Raden melirik jam yang melingkar di pergelangan tangannya.
"Sudah malam, ibu lebih baik istirahat biar lekas sembuh."
Hasna mengangguk. Dia membaringkan tubuhnya, menarik selimut hingga menutupi dada. Meski tidak mengantuk, dia memaksakan diri untuk terpejam. Rasa canggung dan tidak nyaman karena berada di ruangan yang sama dengan orang asing, membuat dia selalu kesulitan tidur dengan nyenyak.
"*Bi, kenapa Pak Raden begitu baik sama saya? Maksudnya ... ya gak wajar kalau dia mau tanggung jawab sampai menunggu saya segala di sini. Jujur, saya merasa tidak nyaman."
"Dulu, saat dia sedang di luar kota, istrinya pergi menjemput anaknya yang sedang sekolah. Sejak awal bapak tidak pernah mengizinkan Bu Erna memakai sepeda motor, namun entah kenapa hari itu malah diizinkan. Bu Erna tertabrak dan nahasnya dia ditinggal begitu saja. Bu Erna tidak tertolong karena lamanya pertolongan. Mungkin bapak trauma dan tidak ingin itu terjadi pada ibu."
"Oh, begitu. Tapi tetap saja saya merasa kurang nyaman. Padahal dia tanggung jawab membiayai rumah sakit pun udah cukup."
"Kita tidak pernah tau sedalam apa trauma seseorang. Mungkin bagi kita itu hal yang terdengar aneh dan biasa. Tapi, hati manusia siapa yang tahu*."
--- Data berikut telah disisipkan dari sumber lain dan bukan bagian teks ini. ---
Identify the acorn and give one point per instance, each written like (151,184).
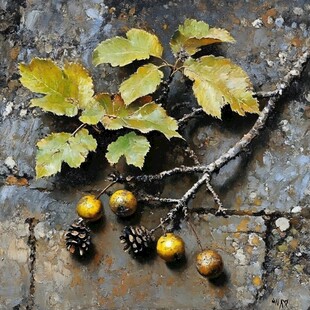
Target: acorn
(123,203)
(89,208)
(209,263)
(170,247)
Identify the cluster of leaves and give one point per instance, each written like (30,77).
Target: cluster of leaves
(69,91)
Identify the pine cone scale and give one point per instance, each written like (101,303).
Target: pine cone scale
(136,239)
(78,237)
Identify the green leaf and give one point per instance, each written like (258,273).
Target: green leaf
(63,147)
(65,90)
(120,51)
(132,146)
(193,34)
(146,118)
(217,82)
(141,83)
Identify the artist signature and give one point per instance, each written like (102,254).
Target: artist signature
(281,303)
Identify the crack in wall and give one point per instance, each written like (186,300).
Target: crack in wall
(32,260)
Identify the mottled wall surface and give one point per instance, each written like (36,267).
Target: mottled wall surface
(264,243)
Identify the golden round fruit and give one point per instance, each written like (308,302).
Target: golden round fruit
(209,263)
(123,203)
(170,247)
(89,208)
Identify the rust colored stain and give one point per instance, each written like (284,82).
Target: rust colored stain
(257,202)
(255,241)
(170,281)
(108,262)
(12,180)
(238,203)
(129,282)
(249,249)
(297,42)
(243,226)
(269,13)
(258,228)
(76,280)
(14,52)
(294,244)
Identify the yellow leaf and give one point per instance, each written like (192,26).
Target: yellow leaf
(193,34)
(119,51)
(62,147)
(141,83)
(217,82)
(146,118)
(66,90)
(132,146)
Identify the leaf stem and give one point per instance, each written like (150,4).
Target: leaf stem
(78,129)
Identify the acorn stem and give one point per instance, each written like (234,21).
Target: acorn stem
(195,233)
(104,190)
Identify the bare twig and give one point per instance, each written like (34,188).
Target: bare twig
(181,205)
(150,198)
(220,208)
(188,116)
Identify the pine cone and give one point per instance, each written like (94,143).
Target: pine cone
(137,239)
(78,237)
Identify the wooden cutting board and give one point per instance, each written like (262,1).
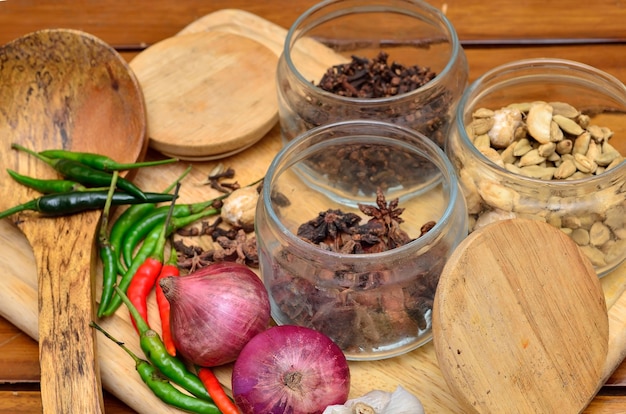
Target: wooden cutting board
(418,371)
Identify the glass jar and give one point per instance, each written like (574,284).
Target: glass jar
(591,207)
(333,31)
(373,302)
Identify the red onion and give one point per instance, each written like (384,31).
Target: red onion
(215,311)
(290,369)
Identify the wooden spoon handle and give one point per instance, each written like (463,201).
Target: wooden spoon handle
(65,281)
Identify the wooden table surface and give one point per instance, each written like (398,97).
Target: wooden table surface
(491,32)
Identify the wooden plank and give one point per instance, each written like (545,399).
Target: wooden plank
(19,355)
(475,20)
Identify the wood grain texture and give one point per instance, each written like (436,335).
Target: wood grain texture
(65,89)
(132,26)
(474,20)
(513,331)
(207,93)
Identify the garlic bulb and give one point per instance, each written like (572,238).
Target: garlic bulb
(380,402)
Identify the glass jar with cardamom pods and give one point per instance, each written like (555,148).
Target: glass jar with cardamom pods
(545,139)
(343,59)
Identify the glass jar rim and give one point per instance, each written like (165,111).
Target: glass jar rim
(536,64)
(293,34)
(440,160)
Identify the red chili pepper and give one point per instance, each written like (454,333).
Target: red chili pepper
(223,402)
(169,269)
(142,284)
(147,273)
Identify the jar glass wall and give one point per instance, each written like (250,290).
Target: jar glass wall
(374,301)
(334,31)
(589,205)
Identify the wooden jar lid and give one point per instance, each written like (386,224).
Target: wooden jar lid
(520,322)
(208,94)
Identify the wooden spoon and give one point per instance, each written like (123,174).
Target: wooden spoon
(520,322)
(65,89)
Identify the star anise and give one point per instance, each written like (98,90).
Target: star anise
(328,226)
(387,214)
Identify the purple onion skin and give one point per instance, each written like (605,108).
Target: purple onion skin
(311,362)
(215,311)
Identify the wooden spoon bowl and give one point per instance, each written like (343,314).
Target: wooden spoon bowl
(65,89)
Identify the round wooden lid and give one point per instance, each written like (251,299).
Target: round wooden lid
(208,94)
(520,321)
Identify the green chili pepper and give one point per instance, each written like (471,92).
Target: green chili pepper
(154,349)
(156,218)
(101,162)
(74,170)
(160,386)
(107,256)
(76,202)
(147,248)
(132,215)
(47,186)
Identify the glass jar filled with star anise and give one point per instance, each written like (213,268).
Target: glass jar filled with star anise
(360,266)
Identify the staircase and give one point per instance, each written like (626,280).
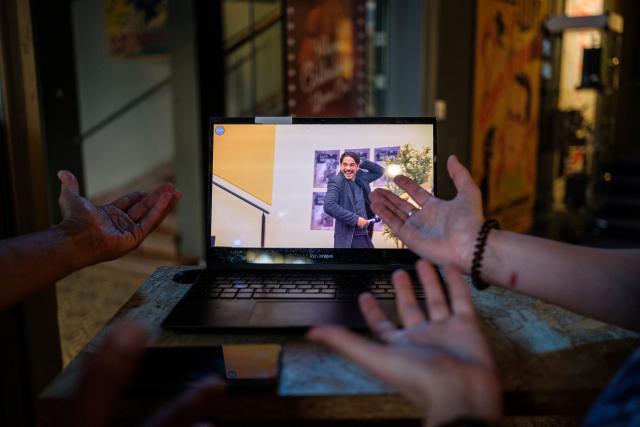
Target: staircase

Hasna mencoba memaklumi apa yang Raden lakukan sekarang karena mendengar cerita dari Bi Juriah.
Semu orang punya masa lalu, punya masalah dan ketakutan sendiri. Mereka pun punya trauma masing-masing yang mungkin tidak akan pernah bisa kita mengerti.
Hasna yang sudah mulai tertidur merasa tangannya sakit. Perlahan dia membuka matanya dan memeriksa apa yang terjadi. Dia begitu kaget saat melihat selang infusnya berwarna merah.
"Astaghfirullah!"
Teriaknya membuat Raden yang juga sudah tertidur, terbangun.
"Ada apa?" tanyanya sambil mengucek mata.
"Darah, ini kenapa berubah jadi merah?" tanyanya panik.
Raden melihat selang infus Hasna, dan ternyata botol infusnya sudah habis. Raden segera kelua dan memanggil perawat.
Perawat pun datang.Mereka langsung melakukan tindakan.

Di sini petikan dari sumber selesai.